The actions or mental rituals used to reduce distress or prevent something “bad”

  • “I’ll wash my hands just one more time to be safe.”

  • “If I retrace my steps, I’ll know for sure I didn’t hit anyone.”

  • “I’ll avoid knives or sharp objects—just in case.”

  • “I’ll reread that message five times to make sure it wasn’t offensive.”

  • “I have to count to seven in my head so nothing bad happens.”

  • “I can’t go to sleep until the lights are turned off in a specific order.”

  • “If I picture the worst-case scenario, I’ll be prepared.”

  • “I’ll keep mentally reviewing the event until I feel certain.”

Interrupting the Anxiety Cycle

Therapy for anxiety isn’t about getting rid of fear—it’s about learning to trust yourself in the face of it. Together, we’ll help you build the strength and confidence to face what you’ve been avoiding—gently, intentionally, and in a way that reminds you of your own resilience.

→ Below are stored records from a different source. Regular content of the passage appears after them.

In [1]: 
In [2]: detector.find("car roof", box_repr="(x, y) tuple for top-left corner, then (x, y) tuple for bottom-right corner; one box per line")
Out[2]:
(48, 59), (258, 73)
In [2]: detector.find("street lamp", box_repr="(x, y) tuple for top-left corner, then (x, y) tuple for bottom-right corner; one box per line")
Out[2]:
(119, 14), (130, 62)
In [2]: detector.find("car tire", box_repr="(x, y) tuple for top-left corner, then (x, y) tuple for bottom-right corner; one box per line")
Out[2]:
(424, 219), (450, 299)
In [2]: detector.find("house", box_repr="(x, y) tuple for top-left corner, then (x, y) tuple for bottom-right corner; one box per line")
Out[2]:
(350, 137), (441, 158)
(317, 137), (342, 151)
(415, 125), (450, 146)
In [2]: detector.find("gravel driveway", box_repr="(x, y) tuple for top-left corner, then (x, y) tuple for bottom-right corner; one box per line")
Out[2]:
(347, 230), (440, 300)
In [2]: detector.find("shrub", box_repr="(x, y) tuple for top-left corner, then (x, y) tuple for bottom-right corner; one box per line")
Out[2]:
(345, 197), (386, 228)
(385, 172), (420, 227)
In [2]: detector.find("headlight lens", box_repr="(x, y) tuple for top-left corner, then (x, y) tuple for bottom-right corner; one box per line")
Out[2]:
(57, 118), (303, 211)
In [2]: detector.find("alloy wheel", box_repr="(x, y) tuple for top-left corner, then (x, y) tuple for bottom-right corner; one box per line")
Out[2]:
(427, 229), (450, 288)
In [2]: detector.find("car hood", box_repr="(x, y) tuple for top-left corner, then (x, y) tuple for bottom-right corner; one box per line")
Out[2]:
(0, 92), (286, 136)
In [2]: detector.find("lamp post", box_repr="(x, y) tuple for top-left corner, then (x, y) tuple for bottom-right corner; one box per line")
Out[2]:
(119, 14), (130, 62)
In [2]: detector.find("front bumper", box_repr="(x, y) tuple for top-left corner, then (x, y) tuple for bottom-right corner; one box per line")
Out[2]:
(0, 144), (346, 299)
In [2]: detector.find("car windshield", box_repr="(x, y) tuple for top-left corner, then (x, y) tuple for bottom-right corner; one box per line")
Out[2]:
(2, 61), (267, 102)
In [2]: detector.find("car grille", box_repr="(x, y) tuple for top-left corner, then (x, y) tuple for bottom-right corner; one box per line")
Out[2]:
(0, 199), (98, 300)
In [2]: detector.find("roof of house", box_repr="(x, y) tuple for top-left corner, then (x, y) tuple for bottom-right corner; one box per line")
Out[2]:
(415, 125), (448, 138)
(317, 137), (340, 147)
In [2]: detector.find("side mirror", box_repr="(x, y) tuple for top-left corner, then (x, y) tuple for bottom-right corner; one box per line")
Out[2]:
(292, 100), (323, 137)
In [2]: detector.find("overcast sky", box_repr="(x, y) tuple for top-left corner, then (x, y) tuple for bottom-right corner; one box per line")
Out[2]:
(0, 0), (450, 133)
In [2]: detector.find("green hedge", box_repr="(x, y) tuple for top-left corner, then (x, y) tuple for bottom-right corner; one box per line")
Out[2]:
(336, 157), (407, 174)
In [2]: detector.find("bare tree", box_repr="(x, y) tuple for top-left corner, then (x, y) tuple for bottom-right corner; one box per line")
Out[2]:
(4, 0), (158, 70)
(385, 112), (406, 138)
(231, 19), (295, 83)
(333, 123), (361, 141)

The Origins of Overprotection

Anxiety doesn’t appear out of nowhere. We explore how early environments, attachment, and relational wounds contribute to a hypervigilant nervous system. You may hold beliefs like “I must keep everyone safe,” “Mistakes aren’t allowed,” or “If I let go, everything will fall apart.” Understanding these beliefs in your body and relationships helps us reprocess—not just manage symptoms, but transform their meaning.

Develop Tools for Regulation & Resilience

Anxiety can pull you out of the present and make it hard to feel steady. In therapy, we’ll strengthen your ability to stay grounded by expanding your ‘window of tolerance’—the space where you can feel and respond without becoming overwhelmed. With personalized tools for calming your body, noticing its signals, and naming your emotions, you’ll learn to feel safer, ride out distress, and handle stress without needing to avoid or shut down.

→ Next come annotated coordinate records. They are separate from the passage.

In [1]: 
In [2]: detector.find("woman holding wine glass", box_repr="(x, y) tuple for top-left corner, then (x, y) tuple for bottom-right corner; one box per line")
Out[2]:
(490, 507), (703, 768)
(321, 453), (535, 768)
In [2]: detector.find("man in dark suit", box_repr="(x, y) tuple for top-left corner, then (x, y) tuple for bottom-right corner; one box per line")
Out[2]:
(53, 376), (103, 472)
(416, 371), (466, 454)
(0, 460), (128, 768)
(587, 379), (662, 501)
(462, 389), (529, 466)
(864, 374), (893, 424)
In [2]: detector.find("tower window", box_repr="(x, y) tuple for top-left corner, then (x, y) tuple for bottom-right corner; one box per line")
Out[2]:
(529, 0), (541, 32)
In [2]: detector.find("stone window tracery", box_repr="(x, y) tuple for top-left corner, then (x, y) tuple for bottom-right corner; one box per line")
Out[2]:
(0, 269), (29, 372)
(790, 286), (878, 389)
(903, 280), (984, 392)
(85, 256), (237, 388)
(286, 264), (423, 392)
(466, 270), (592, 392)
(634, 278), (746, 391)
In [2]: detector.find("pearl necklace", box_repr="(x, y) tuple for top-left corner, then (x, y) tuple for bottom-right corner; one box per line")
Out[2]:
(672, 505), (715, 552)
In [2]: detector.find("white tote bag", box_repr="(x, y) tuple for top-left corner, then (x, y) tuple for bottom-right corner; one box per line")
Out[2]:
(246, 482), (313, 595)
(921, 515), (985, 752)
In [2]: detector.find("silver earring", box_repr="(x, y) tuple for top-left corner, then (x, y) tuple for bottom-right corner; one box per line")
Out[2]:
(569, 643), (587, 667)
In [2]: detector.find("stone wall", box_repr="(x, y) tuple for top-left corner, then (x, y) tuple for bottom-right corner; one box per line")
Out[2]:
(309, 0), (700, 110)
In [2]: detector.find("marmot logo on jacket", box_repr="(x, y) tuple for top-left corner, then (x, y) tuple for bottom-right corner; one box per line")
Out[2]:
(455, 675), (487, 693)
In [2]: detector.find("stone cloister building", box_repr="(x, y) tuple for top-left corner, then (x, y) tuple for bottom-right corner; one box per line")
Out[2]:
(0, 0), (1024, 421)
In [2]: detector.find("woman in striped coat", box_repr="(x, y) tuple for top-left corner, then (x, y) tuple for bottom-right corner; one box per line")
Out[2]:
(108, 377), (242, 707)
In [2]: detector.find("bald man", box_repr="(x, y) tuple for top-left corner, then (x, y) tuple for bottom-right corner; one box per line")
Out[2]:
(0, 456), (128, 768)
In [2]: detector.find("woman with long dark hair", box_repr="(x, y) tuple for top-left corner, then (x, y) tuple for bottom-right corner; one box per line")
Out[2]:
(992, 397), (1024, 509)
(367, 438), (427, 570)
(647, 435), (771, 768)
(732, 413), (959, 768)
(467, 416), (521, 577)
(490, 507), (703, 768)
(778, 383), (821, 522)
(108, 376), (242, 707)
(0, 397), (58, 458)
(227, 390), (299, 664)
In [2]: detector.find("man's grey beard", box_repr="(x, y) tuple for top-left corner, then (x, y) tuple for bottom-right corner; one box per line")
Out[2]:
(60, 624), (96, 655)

Rewiring Protecting Patterns

Behaviors like over-planning, seeking reassurance, withdrawing, or over-functioning are protective strategies your mind developed to handle uncertainty and stress—not personal flaws. In therapy, we gently explore their origins, how they helped, and why they may no longer serve you. Together, we build your ability to tolerate uncertainty and emotional discomfort without control or avoidance. You’ll learn to stay present and trust yourself even when outcomes aren’t certain. The goal isn’t to eliminate anxiety but to relate to it with flexibility, self-compassion, and less fear. When these protectors soften, you gain freedom to live authentically.

Exposure Response Prevention

Exposure Response Prevention [ERP] is a structured, evidence-based approach that helps you gently face the fears, feelings, and situations that fuel anxiety. Instead of relying on avoidance or rituals for short-term relief, you practice responding in new ways—learning that discomfort doesn’t mean danger, and that you can feel safe even without certainty. With time and support, this process rewires the brain’s fear response and helps you build lasting confidence and resilience.